No ví el montaje de 1983 en el María Guerrero, dirigido por Emilio Hernández e interpretado por José María Rodero y Manuel Galiana, pero tengo muy presente en la memoria el cartel y recuerdo que los comentarios elogiosos de mi madre, que sí pudo verla, me pusieron entonces los dientes largos.Yo estaba a punto de iniciar mi carrera profesional (aunque no lo sabía) y ya me empezaba a picar el veneno del teatro.
Concha Busto, coproductora de la actual producción, trabajaba con Lluís Pasqual en aquel Centro Dramático Nacional, y hace unas semanas, en una comida con varios periodistas, recordaba algunos detalles: por ejemplo, que la escenografía tenía que entrar y salir diariamente del teatro por necesidades técnicas.
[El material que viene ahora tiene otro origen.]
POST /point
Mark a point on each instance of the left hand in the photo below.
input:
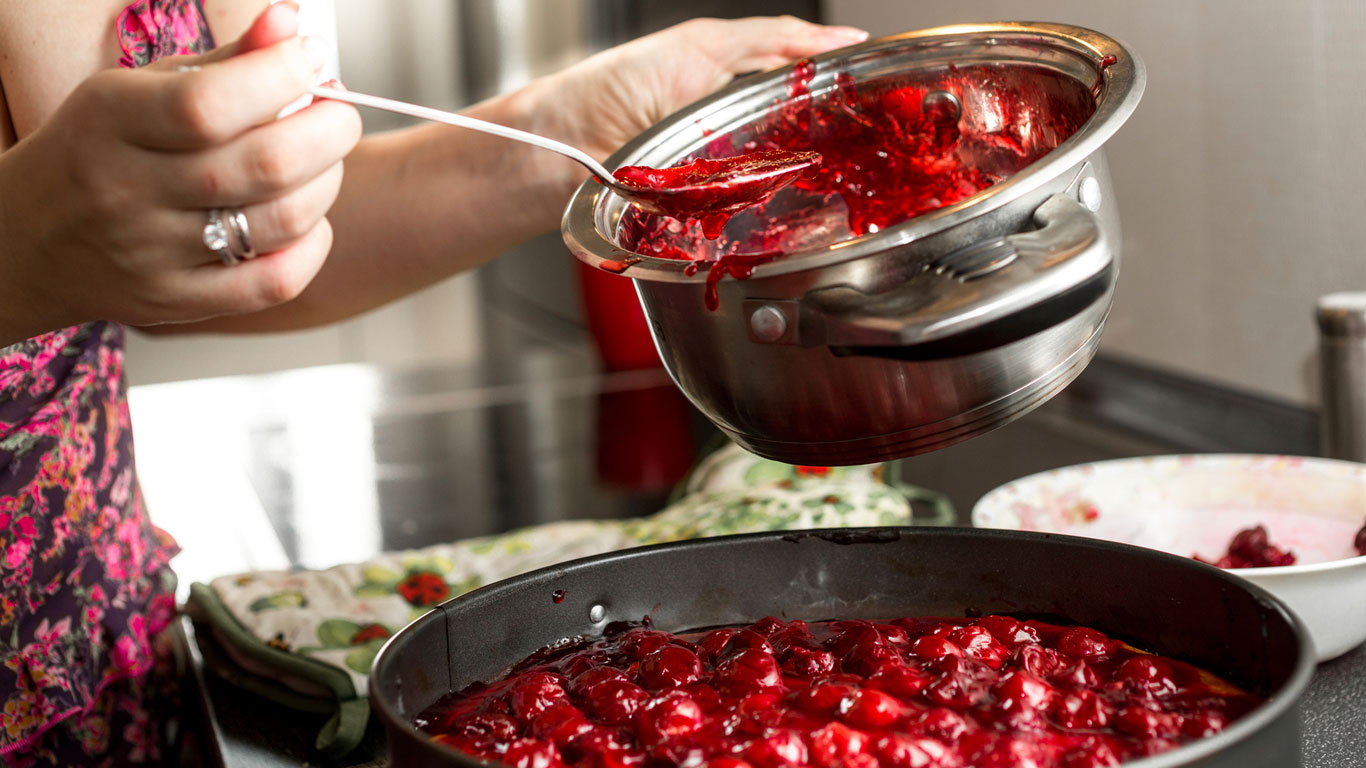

Desde entonces, siempre he esperado que volvieran a montar «El veneno del teatro» (es una obra que montan muchos grupos aficionados; es lógico, ya que necesita solo dos intérpretes y la escenografía es muy sencilla). Me entusiasmé cuando conocí este proyecto, por el director y los actores, y también porque en la producción hay varios buenos amigos, como la propia Concha Busto, Sandra Avella o Lino Patalano.
Y como era de esperar, estoy convencido de que este montaje va a ser uno de los acontecimientos de la temporada teatral. Impactante, magnética, hipnótica, «El veneno del teatro» es un sugestivo thriller con gotas de filosofía teatral que, al igual que la ponzoña del título se inocula en los espectadores y los va paralizando lentamente.
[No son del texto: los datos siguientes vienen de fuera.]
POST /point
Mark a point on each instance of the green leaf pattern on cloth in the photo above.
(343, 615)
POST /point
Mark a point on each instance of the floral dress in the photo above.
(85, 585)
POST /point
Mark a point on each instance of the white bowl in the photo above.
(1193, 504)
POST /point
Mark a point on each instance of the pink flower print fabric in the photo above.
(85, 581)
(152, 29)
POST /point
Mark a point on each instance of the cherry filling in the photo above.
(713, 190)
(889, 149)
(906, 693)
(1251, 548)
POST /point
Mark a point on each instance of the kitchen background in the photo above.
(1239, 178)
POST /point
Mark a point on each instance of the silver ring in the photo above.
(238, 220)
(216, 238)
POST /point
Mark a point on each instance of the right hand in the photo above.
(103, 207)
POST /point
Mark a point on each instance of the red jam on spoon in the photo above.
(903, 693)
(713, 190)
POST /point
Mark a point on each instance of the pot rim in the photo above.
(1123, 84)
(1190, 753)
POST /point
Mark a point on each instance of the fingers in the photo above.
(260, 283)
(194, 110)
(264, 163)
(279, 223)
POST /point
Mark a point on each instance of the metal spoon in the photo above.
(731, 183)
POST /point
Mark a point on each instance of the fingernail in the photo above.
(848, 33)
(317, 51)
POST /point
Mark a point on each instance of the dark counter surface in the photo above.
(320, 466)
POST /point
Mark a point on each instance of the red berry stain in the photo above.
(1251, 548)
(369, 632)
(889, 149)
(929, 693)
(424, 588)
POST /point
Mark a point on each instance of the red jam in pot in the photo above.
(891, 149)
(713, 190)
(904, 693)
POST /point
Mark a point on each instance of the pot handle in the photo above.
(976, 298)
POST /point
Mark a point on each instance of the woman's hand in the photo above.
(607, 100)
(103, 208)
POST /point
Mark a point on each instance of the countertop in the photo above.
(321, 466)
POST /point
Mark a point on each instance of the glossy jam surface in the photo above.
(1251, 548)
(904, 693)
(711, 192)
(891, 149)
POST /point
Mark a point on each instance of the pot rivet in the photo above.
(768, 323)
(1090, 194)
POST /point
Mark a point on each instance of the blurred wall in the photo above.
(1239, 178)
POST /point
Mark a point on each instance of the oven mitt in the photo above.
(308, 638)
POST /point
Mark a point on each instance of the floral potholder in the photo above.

Mario Gas ha creado el clima necesario para que emerja la magia que también es una característica del teatro, y favorece con su ritmo el crescendo continuo que plantea el texto. Y sobre un escenario apenas vestido tiende la alfombra para que por ella pisen las interpretaciones, verdadero corazón (lo son casi siempre en el teatro, pero aqui más) de la función. Y en ellas, en los actores, reside el efecto hipnótico del que hablaba antes.
Miguel Ángel Solá es uno de los mejores actores que yo he visto sobre un escenario; su trabajo es portentoso. Desde la postura del cuerpo, que varía cuando su personaje se transforma (lo dejaré ahí para no desvelar secretos de la trama), hasta el tono, la actitud, la voz... Todo adquiere en él una dimensión extraordinaria que sorprende, admira y apabulla. A su lado, Daniel Freire crece y ofrece una interpretación llena de colores y matices, desde la altivez hasta el patetismo.
Disfruté mucho en la función, que seguro que crece más con los días. Y a la vista de las reiteradas ovaciones que se escucharon (mucha gente puesta en pie), el resto de los espectadores también. No hay posibilidad de prórroga, así que daros prisa en ir o podréis perdérosla. Y no os gustaría, creedme.